[jira] [Updated] (NIFI-4569) Brief summary of a newbie journey into NiFi

Eric Chaves (JIRA) Sun, 05 Nov 2017 14:57:34 -0800

     [ 
https://issues.apache.org/jira/browse/NIFI-4569?page=com.atlassian.jira.plugin.system.issuetabpanels:all-tabpanel
 ]


Eric Chaves updated NIFI-4569:
------------------------------
    Description: 
Hi folks,

As requested at Nifi's User mailing list, I'm compiling a small briefing of my 
experience as a new user working with NiFi. This report includes some feedback 
while I was learning NiFi following some tutorial and articles found on the 
internet.

In particular, after scouting the internet and reading NiFi's docs, I first 
tried to write some custom flows using scripted processors and scripted 
services.

Most of the troubles I've faced I attribute to my lack of expertise with 
Java/Groovy plus my small knowledge with NiFi's architecture. I did faced some 
inconsistencies however that may be eased for newcomers like me in future 
releases.

*Development workflow*
To write my flows I'm using the official docker image (apache/nifi:1.4.0) 
together with other images like mysql, mongodb and localstack (to simulate AWS 
services).

It took me a while to properly setup a working folder using docker. When I 
simple run the container without any volume binded to my local host, NiFi 
started properly because all the required files are already present in conf 
dir. This setup works fine for trying NiFi out but is not good as development 
starting point because changes may be lost due to container rebuilt.

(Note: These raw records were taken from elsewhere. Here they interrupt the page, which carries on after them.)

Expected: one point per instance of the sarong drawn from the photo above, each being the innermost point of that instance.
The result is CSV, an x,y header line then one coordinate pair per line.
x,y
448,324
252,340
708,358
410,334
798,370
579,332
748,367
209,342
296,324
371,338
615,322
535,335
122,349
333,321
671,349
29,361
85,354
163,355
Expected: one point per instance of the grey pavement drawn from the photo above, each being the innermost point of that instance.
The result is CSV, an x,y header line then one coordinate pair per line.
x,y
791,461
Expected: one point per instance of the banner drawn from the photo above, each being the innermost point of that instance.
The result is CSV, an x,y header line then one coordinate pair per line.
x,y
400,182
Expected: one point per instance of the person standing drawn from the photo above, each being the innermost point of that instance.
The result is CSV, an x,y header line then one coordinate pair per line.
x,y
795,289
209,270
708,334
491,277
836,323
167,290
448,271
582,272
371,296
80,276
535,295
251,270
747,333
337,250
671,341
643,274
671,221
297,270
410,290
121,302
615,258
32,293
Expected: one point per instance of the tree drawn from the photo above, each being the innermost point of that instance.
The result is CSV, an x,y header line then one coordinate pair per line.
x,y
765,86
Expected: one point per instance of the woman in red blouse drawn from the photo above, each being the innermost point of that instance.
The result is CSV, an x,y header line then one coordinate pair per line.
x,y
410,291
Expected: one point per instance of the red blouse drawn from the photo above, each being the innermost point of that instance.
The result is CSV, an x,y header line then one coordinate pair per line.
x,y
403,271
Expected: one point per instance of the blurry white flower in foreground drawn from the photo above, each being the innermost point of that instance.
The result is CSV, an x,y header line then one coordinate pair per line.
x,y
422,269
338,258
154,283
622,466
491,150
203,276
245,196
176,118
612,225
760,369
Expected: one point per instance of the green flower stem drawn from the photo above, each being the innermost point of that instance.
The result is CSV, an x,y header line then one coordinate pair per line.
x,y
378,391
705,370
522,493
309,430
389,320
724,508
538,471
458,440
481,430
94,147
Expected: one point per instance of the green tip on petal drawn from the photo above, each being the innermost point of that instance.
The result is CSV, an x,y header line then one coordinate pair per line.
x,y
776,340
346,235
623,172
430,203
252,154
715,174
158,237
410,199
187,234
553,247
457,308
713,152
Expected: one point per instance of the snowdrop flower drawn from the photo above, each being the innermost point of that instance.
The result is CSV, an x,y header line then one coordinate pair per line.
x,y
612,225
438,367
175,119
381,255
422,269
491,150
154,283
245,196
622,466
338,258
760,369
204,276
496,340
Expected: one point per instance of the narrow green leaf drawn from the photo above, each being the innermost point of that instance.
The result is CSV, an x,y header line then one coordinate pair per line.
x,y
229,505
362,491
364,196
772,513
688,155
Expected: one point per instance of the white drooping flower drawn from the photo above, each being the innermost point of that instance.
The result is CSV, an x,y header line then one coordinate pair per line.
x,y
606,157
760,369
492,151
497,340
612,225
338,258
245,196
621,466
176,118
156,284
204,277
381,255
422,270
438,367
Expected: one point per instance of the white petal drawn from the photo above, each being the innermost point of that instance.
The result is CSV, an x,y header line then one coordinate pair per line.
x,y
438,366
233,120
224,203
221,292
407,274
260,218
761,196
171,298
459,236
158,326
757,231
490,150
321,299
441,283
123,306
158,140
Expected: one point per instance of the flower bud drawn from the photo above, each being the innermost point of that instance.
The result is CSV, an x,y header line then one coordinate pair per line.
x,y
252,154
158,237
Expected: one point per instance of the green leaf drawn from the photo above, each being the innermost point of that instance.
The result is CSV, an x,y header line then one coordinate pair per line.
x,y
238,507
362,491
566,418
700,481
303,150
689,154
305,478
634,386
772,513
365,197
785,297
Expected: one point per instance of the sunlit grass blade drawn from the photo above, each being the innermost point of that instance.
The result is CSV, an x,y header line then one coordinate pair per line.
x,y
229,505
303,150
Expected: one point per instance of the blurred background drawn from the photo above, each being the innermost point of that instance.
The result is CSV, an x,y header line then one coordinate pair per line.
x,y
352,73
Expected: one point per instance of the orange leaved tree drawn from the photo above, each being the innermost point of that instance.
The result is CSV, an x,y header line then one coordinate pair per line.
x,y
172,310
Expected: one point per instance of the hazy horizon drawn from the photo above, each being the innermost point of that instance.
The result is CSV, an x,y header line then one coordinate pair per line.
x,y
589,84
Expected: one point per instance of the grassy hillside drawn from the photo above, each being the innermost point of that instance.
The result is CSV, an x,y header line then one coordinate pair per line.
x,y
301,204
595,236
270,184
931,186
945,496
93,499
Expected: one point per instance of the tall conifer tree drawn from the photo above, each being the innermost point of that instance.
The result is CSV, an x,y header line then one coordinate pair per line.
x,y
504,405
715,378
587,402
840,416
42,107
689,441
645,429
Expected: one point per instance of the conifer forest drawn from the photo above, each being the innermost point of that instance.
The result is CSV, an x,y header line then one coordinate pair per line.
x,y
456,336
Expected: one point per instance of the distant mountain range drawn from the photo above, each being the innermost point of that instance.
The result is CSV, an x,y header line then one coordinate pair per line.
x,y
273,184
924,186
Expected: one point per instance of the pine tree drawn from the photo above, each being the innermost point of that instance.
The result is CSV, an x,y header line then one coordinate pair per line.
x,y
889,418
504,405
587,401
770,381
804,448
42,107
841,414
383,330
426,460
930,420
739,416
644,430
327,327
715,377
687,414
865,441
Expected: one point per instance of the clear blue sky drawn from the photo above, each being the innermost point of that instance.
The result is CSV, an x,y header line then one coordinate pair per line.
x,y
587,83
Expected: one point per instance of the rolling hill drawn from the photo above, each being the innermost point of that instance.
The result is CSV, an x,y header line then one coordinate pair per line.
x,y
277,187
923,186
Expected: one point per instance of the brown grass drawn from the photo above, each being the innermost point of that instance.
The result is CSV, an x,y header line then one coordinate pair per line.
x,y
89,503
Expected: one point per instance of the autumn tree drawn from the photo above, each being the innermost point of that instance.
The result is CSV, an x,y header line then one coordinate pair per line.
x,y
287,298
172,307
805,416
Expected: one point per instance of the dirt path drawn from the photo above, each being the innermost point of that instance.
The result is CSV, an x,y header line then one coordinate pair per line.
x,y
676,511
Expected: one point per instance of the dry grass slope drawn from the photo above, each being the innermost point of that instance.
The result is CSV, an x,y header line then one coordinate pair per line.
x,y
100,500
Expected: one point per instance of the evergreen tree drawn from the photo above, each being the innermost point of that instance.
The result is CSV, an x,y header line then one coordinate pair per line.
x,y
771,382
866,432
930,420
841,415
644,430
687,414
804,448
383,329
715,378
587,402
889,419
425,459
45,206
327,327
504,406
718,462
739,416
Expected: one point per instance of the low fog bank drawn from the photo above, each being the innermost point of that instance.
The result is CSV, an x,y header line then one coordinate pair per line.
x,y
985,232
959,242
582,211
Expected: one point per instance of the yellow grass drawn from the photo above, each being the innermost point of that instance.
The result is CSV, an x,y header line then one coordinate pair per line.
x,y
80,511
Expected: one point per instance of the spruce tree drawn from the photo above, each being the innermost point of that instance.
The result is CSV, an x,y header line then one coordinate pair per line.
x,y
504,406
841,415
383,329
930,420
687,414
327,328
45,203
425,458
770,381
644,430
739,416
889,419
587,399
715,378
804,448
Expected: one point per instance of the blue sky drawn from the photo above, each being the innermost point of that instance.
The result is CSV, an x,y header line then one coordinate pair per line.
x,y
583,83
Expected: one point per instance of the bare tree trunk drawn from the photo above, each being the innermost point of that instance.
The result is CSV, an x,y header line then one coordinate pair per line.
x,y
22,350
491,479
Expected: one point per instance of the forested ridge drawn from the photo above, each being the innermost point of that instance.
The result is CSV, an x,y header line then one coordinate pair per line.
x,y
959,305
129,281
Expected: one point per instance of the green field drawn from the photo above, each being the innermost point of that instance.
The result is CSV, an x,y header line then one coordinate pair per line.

To address this I first attempted to bind volumes for ./conf and ./logs folder 
but this didn't worked as expected because this produced and empty ./conf 
folder that prevents nifi from starting. To get this right was a little hard 
and I only did it after looking at some github's projects to compare they're 
./conf dir with NiFi's default configuration inside the docker image. 

_- *Suggestion #1*: NiFi shoud created default configuration files when no file 
is present in ./conf_

After getting my docker right I started creating some flows following some 
Hortonworks tutorials and others website (like Matt's blog) and the first thing 
that confused me was the lack of a simple to get a new blank canvas. In order 
to do so I need to stop all components, delete processors and groups, ports and 
etc.

_- *Suggestion #2*: Add an "new canvas" button to the operations pallete (or 
somewhere else)._

At this point I started writing some flows that I would like to keep under 
version control and there is no simple way for that. NiFi's canvas is kept in a 
gzip file which is not ideal for version control and the current way of 
exporting a canvas requires us to save it as template and then export the 
template. This process seems ok when we have finished a flow and want to export 
it for future use as an actual template but is not good for small commits while 
working in the flow (WIP commits). A better approach would be to have the 
flowfile as xml directly under source control.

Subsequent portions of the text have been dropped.